The interaction of pol δ with P/T DNA was monitored by fluorescence anisotropy as depicted in Figure 2 Each point is a single measurement for pol δ (). For comparison, the data is overlaid on the data from Figure 2 for pol η (shown in grey). Fractional saturation values for pol δ were estimated from the range observed for the pol η binding curve. The fractional saturation of FLUOR-P/T DNA remained unchanged up to 200 nM pol δ and a significant change was not observed until 500 nM pol δ was added, suggesting that the DNA binding affinity of pol δ is dramatically lower (>10 fold) than that for pol η. In order to maintain physiological ionic strength (200 mM), higher concentrations of pol δ could not be added and, hence, a complete binding curve could not be obtained. Based on the range for the pol η binding curve and the experimental value measured at 500 nM pol δ, a KD of 537 nM is estimated for pol δ, indicating that pol η binds much tighter to P/T DNA (~18.1 fold) than pol δ does.
Figure 3 with 2 supplements
Polymerase exchange at a blocked P/T junction.

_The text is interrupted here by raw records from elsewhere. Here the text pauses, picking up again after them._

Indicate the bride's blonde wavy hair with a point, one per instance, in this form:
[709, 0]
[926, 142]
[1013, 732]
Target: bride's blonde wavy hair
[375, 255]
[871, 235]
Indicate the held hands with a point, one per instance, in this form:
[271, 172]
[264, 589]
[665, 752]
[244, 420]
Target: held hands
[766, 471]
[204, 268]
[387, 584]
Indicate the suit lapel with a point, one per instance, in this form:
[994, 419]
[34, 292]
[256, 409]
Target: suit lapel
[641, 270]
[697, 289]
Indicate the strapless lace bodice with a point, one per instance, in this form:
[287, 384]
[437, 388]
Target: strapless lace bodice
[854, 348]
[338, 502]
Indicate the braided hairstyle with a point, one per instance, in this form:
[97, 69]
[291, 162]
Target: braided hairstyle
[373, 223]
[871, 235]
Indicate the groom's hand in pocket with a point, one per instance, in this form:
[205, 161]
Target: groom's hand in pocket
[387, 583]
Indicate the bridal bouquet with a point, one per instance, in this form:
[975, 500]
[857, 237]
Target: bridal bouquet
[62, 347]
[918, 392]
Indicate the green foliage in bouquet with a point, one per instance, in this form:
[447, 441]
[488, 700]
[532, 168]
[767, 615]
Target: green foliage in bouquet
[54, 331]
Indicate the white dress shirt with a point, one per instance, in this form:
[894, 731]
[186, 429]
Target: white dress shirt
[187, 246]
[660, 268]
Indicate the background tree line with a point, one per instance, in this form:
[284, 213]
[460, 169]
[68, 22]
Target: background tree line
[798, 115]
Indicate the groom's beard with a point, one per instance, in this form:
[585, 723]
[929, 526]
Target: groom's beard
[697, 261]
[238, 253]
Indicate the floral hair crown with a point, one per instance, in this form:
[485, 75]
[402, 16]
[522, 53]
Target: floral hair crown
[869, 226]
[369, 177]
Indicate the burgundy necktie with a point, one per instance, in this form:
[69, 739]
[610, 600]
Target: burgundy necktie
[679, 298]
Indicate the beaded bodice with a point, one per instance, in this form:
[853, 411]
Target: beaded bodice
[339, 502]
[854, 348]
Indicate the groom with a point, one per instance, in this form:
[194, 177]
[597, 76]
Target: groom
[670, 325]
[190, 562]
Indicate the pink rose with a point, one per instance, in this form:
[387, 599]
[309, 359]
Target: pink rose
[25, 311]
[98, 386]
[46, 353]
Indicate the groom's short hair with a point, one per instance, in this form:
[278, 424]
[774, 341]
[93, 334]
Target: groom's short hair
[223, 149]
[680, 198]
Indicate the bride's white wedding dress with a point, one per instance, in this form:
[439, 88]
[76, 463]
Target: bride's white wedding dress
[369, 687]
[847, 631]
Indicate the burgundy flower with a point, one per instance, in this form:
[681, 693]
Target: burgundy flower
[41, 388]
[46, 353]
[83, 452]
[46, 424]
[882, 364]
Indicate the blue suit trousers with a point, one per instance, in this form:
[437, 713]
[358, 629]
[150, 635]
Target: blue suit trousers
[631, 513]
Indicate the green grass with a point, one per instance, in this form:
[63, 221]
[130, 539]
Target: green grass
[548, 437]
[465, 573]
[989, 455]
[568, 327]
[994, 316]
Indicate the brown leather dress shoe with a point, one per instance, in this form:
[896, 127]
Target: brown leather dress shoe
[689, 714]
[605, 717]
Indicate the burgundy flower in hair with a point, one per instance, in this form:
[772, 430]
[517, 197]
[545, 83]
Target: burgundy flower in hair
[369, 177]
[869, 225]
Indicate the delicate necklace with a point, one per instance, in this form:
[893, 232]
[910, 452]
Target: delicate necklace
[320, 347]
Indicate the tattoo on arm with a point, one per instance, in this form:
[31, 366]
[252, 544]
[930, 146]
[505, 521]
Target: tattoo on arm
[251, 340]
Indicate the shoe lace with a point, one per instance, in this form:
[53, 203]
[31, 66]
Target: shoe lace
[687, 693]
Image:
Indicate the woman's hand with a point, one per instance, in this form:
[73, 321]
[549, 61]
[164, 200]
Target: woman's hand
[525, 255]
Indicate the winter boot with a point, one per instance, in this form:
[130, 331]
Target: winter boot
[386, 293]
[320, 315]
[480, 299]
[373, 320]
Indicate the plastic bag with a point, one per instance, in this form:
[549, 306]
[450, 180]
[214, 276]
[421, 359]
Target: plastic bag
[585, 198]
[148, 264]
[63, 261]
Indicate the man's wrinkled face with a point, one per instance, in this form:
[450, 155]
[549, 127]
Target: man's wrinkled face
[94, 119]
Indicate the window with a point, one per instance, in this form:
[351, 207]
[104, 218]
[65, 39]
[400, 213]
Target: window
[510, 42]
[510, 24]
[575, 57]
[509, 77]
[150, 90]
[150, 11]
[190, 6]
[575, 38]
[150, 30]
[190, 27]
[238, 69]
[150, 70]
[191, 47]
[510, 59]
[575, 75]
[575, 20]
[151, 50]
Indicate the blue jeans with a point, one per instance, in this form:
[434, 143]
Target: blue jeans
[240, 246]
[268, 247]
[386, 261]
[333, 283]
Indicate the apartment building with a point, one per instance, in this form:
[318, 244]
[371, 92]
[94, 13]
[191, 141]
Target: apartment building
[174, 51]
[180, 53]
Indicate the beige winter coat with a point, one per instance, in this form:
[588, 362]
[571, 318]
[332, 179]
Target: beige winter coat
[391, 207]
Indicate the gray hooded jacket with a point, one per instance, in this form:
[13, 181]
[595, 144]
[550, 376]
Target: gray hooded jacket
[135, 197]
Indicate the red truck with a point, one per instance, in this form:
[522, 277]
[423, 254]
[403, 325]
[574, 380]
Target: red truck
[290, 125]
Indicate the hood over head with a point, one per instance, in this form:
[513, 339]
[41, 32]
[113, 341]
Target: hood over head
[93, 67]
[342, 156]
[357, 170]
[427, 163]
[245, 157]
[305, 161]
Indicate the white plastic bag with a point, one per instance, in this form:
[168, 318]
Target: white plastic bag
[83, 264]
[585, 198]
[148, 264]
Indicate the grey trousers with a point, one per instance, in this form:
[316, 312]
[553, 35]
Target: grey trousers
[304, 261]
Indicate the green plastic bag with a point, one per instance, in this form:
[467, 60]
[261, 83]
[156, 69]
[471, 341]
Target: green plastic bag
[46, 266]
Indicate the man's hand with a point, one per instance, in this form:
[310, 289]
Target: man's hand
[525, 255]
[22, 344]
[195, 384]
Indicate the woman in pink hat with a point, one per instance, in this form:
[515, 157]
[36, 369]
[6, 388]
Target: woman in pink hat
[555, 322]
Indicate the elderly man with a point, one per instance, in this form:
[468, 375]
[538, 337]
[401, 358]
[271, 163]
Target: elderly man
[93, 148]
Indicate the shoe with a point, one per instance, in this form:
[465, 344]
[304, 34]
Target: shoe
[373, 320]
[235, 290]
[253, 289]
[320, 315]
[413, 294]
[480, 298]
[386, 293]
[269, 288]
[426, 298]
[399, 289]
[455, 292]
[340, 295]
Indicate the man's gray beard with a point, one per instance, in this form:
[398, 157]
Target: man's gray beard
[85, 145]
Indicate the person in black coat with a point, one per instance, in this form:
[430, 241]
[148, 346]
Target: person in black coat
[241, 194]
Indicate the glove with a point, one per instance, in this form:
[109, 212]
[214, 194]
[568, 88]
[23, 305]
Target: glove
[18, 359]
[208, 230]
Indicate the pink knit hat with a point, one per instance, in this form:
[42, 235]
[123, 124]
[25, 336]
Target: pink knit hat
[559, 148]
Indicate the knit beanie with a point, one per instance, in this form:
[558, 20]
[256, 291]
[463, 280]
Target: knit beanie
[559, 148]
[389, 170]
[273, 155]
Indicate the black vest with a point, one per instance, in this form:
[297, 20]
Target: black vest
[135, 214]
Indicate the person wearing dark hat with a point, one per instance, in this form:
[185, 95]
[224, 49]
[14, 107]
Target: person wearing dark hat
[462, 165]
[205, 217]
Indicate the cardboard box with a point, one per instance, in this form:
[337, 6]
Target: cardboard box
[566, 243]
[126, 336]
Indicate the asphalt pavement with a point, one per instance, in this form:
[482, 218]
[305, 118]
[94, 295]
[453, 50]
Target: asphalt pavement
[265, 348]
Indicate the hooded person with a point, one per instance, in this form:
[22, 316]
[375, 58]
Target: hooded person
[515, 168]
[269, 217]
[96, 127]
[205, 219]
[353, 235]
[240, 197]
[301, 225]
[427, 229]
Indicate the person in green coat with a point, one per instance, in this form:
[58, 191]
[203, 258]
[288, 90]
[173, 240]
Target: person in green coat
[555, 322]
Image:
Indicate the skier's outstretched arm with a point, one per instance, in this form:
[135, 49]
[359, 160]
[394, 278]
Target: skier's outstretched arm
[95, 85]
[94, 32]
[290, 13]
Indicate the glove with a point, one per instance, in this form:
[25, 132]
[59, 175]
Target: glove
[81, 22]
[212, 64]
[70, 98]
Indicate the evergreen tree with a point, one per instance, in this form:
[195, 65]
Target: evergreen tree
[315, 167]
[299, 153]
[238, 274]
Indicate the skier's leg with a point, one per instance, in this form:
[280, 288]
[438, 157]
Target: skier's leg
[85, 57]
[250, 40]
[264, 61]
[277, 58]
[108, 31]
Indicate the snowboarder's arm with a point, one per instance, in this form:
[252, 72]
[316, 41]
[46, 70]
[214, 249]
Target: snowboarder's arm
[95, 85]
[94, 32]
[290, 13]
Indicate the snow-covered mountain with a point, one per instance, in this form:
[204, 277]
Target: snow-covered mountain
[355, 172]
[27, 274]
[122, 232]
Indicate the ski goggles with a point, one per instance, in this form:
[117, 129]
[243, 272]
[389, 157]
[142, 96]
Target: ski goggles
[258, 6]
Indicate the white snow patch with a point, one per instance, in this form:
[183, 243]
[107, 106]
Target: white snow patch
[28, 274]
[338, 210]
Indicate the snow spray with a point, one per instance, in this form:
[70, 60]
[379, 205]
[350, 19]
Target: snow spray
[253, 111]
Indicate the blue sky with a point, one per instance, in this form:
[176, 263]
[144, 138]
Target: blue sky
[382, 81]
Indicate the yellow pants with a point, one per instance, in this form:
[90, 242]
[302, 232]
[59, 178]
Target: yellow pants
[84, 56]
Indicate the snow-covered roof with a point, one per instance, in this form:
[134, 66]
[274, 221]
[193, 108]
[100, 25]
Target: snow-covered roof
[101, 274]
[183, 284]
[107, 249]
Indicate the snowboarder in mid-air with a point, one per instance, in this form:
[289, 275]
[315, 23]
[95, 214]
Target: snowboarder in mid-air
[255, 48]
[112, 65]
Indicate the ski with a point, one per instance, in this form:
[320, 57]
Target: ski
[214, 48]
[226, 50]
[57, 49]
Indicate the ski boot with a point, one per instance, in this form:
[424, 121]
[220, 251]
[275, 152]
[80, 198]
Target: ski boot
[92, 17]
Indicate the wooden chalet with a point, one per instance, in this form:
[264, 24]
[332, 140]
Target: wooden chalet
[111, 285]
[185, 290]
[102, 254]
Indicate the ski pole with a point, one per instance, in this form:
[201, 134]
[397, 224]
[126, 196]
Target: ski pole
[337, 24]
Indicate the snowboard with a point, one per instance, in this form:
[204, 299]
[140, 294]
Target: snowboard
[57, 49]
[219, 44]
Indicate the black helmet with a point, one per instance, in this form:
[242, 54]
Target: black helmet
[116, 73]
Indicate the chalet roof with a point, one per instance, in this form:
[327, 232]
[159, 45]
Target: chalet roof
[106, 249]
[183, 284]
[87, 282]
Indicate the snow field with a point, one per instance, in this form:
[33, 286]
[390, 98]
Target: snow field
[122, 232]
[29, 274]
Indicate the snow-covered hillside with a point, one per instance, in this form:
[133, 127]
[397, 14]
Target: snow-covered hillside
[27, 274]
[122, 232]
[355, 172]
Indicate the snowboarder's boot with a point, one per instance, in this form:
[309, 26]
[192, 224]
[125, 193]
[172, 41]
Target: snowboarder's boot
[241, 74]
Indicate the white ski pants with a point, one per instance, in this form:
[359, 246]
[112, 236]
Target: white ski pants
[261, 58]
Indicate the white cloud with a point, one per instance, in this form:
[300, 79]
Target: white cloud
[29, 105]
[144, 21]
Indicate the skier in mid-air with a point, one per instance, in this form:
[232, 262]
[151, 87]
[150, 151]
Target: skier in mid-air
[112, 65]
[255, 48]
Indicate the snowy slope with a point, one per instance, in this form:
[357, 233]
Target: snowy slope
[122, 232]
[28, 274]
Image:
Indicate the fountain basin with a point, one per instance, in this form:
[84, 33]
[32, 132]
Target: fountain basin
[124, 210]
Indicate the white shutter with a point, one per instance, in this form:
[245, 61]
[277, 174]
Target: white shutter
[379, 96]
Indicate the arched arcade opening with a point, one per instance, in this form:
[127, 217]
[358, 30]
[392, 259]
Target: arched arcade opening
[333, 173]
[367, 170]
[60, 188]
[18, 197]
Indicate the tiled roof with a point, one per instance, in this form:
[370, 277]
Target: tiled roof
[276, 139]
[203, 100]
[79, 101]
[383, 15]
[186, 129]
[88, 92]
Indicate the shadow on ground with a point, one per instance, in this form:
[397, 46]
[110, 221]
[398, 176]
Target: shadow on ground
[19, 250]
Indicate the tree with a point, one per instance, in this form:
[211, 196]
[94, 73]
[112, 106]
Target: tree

(A) Sequence of the TT P/T DNA substrate that mimics a nascent P/T junction on the lagging strand. The size of the double-stranded DNA region agrees with the size of an initiating P/T and the requirements for assembly of a pol δ holoenzyme. The biotin tag was pre-bound to Neutravidin, preventing PCNA from sliding off the 5’ end of the primer. The ssDNA is consistent with the footprint of a single RPA molecule and was pre-bound with excess RPA. The primer is labeled at the 5’ terminus with 32P (Hedglin et al., 2016). (B) Schematic representation of the experiment to monitor pol exchange. The experiment for pol δ alone was performed identically except for the omission of PCNA, RFC, and ‘dead’ pol η. (C) 12% denaturing sequencing gel of the primer extension products. The size of the substrate and full-length product are indicated on the right. The full-length product is only generated in the presence of a PCNA (compare lane 1 to lanes 2–10). Thus, production of the full-length product indicates the fraction of pol δ holoenzymes that withstand the influx of ‘dead’ pol η and, hence, the extent of pol exchange. (D) The fraction of pol δ holoenzyme remaining was plotted as a function of the log concentration of ‘dead’ pol η. The data for pol δ holoenzymes assembled with either PCNA (green) or (Ub)3-PCNA (blue) is shown and each point represents the average ± SD of 3 independent experiments. IC50 values were obtained by fitting the data to a dose-response inhibition model and Ki values (Table 1) were calculated from the IC50 values. Ki values of 31.7 ± 5.12 nM and 33.5 ± 5.04 nM (Table 1) were calculated for pol δ holoenzymes assembled with PCNA and (Ub)3-PCNA, respectively. These equivalent values exactly agree with the KD for pol η binding to P/T DNA (Figure 2) and the KD for pol η holoenzyme formation (Figure 3—figure supplement 1), suggesting that pol η binding to the P/T junction is competing with pol δ binding to PCNA encircling the P/T junction. Repeating this assay with Cy5-PCNA and Cy3-labeled TT P/T DNA and monitoring FRET instead of DNA synthesis (Figure 3—figure supplement 2) verified that PCNA does not slide off the unblocked end of the DNA substrate template during the competition.
Figure 3—figure supplement 1
Differential binding activities drive assembly of the pol η and pol δ holoenzymes.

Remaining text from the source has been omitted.